"Wilder than a March hare," Don Mike commented.
"Not at all," Kay assured him. "He's merely risking his life in his
haste to reach El Toro and telegraph Dan Leighton to report
immediately."
CHAPTER XXXI
John Parker's boredom had been cured by a stop-watch. One week after
Panchito had given evidence of his royal breeding, Parker's old
trainer, Dan Leighton, arrived at the Palomar. Formerly a jockey, he
was now in his fiftieth year, a wistful little man with a puckered,
shrewd face, which puckered more than usual when Don Mike handed him
Panchito's pedigree.
"He's a marvelous horse, Danny," Parker assured the old trainer.
"No thanks to him. He ought to be," Leighton replied. His cool glance
measured Allesandro Trujillo, standing hard by. "I'll have that dusky
imp for an exercise boy," he announced. "He's built like an
aeroplane--all superstructure and no solids."
For a month the training of Panchito went on each morning. Pablo's
grandson, under Danny Leighton's tuition, proved an excellent exercise
boy. He learned to sit his horse in the approved jockey fashion; proud
beyond measure at the part he was playing, he paid strict attention to
Leighton's instructions and progressed admirably.

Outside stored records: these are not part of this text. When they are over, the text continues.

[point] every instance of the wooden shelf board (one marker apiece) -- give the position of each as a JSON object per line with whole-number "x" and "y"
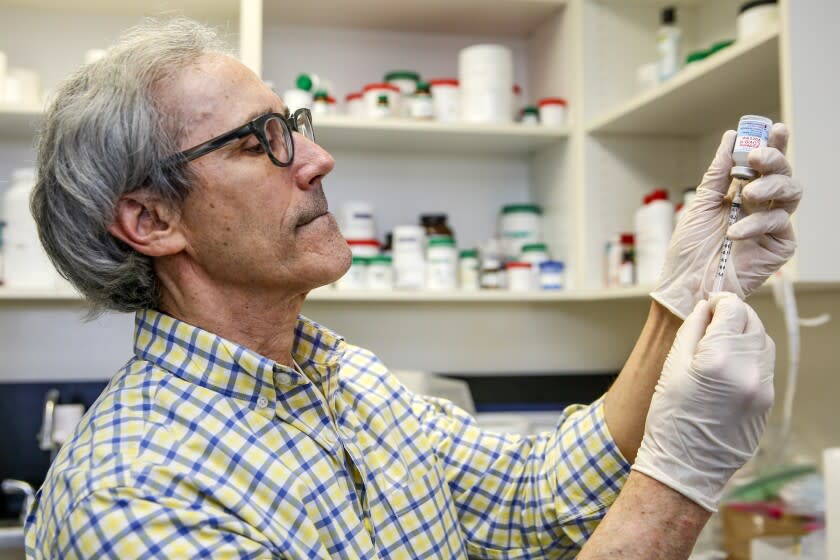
{"x": 743, "y": 79}
{"x": 512, "y": 18}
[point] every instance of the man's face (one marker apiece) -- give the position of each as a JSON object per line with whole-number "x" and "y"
{"x": 248, "y": 223}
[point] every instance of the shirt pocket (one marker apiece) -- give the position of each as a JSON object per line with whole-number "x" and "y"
{"x": 418, "y": 520}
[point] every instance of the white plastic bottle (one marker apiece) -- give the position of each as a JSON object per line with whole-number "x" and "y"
{"x": 654, "y": 226}
{"x": 26, "y": 263}
{"x": 668, "y": 44}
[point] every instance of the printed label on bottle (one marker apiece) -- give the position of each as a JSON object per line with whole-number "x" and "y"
{"x": 752, "y": 134}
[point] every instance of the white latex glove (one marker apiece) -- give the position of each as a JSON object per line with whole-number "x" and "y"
{"x": 763, "y": 237}
{"x": 712, "y": 400}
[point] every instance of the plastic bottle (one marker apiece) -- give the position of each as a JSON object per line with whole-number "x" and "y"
{"x": 654, "y": 226}
{"x": 26, "y": 263}
{"x": 422, "y": 106}
{"x": 441, "y": 264}
{"x": 668, "y": 44}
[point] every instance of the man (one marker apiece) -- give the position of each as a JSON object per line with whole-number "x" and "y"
{"x": 173, "y": 183}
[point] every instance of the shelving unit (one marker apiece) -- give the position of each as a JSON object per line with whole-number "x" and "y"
{"x": 402, "y": 135}
{"x": 677, "y": 107}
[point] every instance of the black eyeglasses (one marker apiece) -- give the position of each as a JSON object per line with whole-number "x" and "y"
{"x": 273, "y": 130}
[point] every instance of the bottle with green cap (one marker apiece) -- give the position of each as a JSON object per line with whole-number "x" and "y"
{"x": 421, "y": 106}
{"x": 383, "y": 108}
{"x": 441, "y": 263}
{"x": 530, "y": 115}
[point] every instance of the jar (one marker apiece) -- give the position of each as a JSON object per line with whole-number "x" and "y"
{"x": 409, "y": 257}
{"x": 627, "y": 266}
{"x": 356, "y": 276}
{"x": 469, "y": 277}
{"x": 552, "y": 275}
{"x": 372, "y": 94}
{"x": 383, "y": 109}
{"x": 445, "y": 99}
{"x": 519, "y": 225}
{"x": 530, "y": 116}
{"x": 755, "y": 18}
{"x": 536, "y": 254}
{"x": 26, "y": 262}
{"x": 552, "y": 111}
{"x": 405, "y": 80}
{"x": 485, "y": 74}
{"x": 356, "y": 220}
{"x": 354, "y": 104}
{"x": 518, "y": 276}
{"x": 363, "y": 247}
{"x": 435, "y": 225}
{"x": 380, "y": 273}
{"x": 421, "y": 106}
{"x": 441, "y": 264}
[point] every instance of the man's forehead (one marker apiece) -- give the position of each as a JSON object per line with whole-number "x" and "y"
{"x": 218, "y": 93}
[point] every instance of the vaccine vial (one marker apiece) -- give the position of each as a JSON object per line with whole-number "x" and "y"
{"x": 753, "y": 132}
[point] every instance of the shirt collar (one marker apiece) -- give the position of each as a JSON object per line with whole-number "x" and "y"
{"x": 208, "y": 360}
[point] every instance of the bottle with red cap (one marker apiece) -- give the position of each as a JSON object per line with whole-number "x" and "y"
{"x": 654, "y": 226}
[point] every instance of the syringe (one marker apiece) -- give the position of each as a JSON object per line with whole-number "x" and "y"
{"x": 726, "y": 249}
{"x": 753, "y": 132}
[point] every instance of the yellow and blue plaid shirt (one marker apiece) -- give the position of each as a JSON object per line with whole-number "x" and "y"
{"x": 200, "y": 447}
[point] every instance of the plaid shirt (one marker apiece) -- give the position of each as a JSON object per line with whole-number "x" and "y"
{"x": 200, "y": 447}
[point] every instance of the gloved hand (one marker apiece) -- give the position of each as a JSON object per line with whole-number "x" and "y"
{"x": 763, "y": 237}
{"x": 712, "y": 400}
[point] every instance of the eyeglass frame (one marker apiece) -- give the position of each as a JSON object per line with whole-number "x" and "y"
{"x": 256, "y": 127}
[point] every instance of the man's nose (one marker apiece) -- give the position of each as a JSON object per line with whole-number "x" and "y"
{"x": 312, "y": 161}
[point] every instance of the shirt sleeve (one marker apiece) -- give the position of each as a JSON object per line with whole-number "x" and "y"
{"x": 120, "y": 523}
{"x": 526, "y": 496}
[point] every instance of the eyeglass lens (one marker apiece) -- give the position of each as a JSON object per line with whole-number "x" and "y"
{"x": 304, "y": 125}
{"x": 275, "y": 134}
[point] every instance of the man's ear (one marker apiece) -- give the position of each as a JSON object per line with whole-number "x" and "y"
{"x": 148, "y": 225}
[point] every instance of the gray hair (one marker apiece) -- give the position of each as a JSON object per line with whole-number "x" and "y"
{"x": 104, "y": 136}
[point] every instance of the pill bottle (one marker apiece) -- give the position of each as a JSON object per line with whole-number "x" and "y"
{"x": 552, "y": 111}
{"x": 553, "y": 275}
{"x": 356, "y": 220}
{"x": 435, "y": 225}
{"x": 530, "y": 115}
{"x": 519, "y": 278}
{"x": 374, "y": 105}
{"x": 354, "y": 104}
{"x": 441, "y": 264}
{"x": 469, "y": 274}
{"x": 536, "y": 254}
{"x": 421, "y": 104}
{"x": 445, "y": 99}
{"x": 654, "y": 226}
{"x": 380, "y": 273}
{"x": 356, "y": 276}
{"x": 627, "y": 266}
{"x": 519, "y": 225}
{"x": 753, "y": 132}
{"x": 409, "y": 257}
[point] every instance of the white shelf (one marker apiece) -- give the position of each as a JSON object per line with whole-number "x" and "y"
{"x": 403, "y": 135}
{"x": 740, "y": 79}
{"x": 511, "y": 18}
{"x": 19, "y": 124}
{"x": 485, "y": 296}
{"x": 214, "y": 10}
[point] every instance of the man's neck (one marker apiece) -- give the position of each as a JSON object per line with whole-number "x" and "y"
{"x": 262, "y": 322}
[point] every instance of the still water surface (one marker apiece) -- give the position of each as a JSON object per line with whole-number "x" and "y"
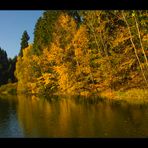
{"x": 70, "y": 117}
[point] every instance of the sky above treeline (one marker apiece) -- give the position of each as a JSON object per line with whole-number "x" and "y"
{"x": 12, "y": 25}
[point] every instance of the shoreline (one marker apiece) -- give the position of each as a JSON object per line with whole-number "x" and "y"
{"x": 131, "y": 96}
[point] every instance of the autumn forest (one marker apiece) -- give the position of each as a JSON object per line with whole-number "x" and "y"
{"x": 75, "y": 52}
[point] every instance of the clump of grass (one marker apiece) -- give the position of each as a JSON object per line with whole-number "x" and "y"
{"x": 10, "y": 88}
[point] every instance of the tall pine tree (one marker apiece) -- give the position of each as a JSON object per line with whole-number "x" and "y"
{"x": 24, "y": 42}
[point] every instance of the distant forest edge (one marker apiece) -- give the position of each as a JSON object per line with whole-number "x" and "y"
{"x": 82, "y": 52}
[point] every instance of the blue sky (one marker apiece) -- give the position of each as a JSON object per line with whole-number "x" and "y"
{"x": 12, "y": 25}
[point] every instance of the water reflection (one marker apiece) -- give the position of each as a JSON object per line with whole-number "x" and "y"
{"x": 78, "y": 117}
{"x": 70, "y": 117}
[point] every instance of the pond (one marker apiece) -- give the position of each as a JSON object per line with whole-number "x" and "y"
{"x": 75, "y": 117}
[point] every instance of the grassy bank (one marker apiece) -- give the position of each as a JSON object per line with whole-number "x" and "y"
{"x": 132, "y": 96}
{"x": 10, "y": 88}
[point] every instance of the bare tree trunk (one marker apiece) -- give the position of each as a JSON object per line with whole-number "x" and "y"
{"x": 134, "y": 48}
{"x": 140, "y": 40}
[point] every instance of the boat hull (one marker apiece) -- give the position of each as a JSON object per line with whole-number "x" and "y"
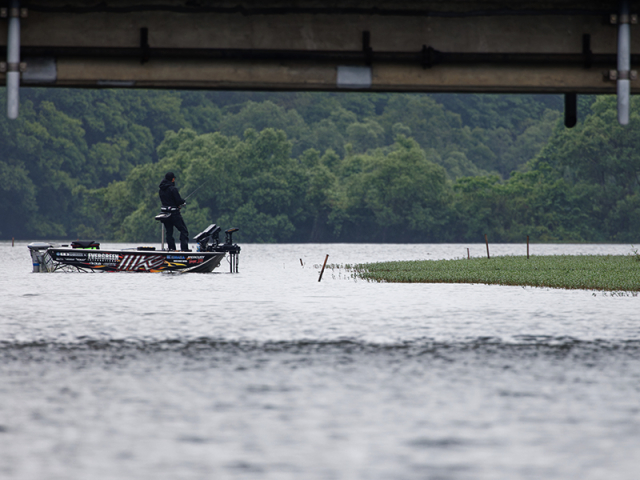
{"x": 132, "y": 260}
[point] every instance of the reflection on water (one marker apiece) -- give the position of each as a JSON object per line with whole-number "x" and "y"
{"x": 270, "y": 374}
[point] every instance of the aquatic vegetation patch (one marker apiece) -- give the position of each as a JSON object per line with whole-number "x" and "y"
{"x": 592, "y": 272}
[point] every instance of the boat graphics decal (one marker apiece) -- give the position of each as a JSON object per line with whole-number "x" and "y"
{"x": 140, "y": 262}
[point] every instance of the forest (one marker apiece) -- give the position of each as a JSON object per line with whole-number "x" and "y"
{"x": 320, "y": 167}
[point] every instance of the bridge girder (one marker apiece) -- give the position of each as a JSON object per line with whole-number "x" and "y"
{"x": 403, "y": 46}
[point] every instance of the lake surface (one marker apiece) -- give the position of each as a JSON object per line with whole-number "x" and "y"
{"x": 268, "y": 374}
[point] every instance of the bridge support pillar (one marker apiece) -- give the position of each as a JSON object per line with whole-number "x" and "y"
{"x": 570, "y": 109}
{"x": 13, "y": 60}
{"x": 624, "y": 63}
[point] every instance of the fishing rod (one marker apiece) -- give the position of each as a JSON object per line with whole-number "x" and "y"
{"x": 201, "y": 185}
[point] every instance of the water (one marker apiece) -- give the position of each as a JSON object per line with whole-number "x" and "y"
{"x": 269, "y": 374}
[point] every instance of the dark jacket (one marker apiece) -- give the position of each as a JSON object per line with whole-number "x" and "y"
{"x": 169, "y": 194}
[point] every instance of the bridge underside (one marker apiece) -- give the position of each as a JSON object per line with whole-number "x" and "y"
{"x": 404, "y": 46}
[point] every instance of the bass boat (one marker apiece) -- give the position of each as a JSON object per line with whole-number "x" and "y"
{"x": 87, "y": 256}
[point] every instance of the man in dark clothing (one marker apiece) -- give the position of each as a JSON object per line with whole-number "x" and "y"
{"x": 171, "y": 203}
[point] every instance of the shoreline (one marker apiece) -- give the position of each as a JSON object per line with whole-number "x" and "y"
{"x": 583, "y": 272}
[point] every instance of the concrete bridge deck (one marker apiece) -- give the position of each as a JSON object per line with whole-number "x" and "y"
{"x": 400, "y": 46}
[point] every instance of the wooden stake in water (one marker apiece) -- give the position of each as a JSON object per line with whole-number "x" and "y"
{"x": 325, "y": 264}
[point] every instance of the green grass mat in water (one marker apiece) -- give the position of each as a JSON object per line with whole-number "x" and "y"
{"x": 593, "y": 272}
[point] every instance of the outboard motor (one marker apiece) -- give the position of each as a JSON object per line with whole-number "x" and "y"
{"x": 208, "y": 239}
{"x": 39, "y": 256}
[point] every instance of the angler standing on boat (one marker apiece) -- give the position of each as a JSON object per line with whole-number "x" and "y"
{"x": 171, "y": 203}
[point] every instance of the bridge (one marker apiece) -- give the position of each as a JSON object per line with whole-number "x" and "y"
{"x": 485, "y": 46}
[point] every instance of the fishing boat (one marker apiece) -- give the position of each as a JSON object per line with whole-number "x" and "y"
{"x": 87, "y": 256}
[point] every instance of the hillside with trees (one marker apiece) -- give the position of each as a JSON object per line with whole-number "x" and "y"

Watching the horse develop under skilled scientific training, it
occurred to Don Mike each time he held his father's old stop-watch on
Panchito that race-horses had, in a great measure, conduced to the ruin
of the Noriagas and Farrels, and something told him that Panchito was
likely to prove the instrument for the utter financial extinction of
the last survivor of that famous tribe.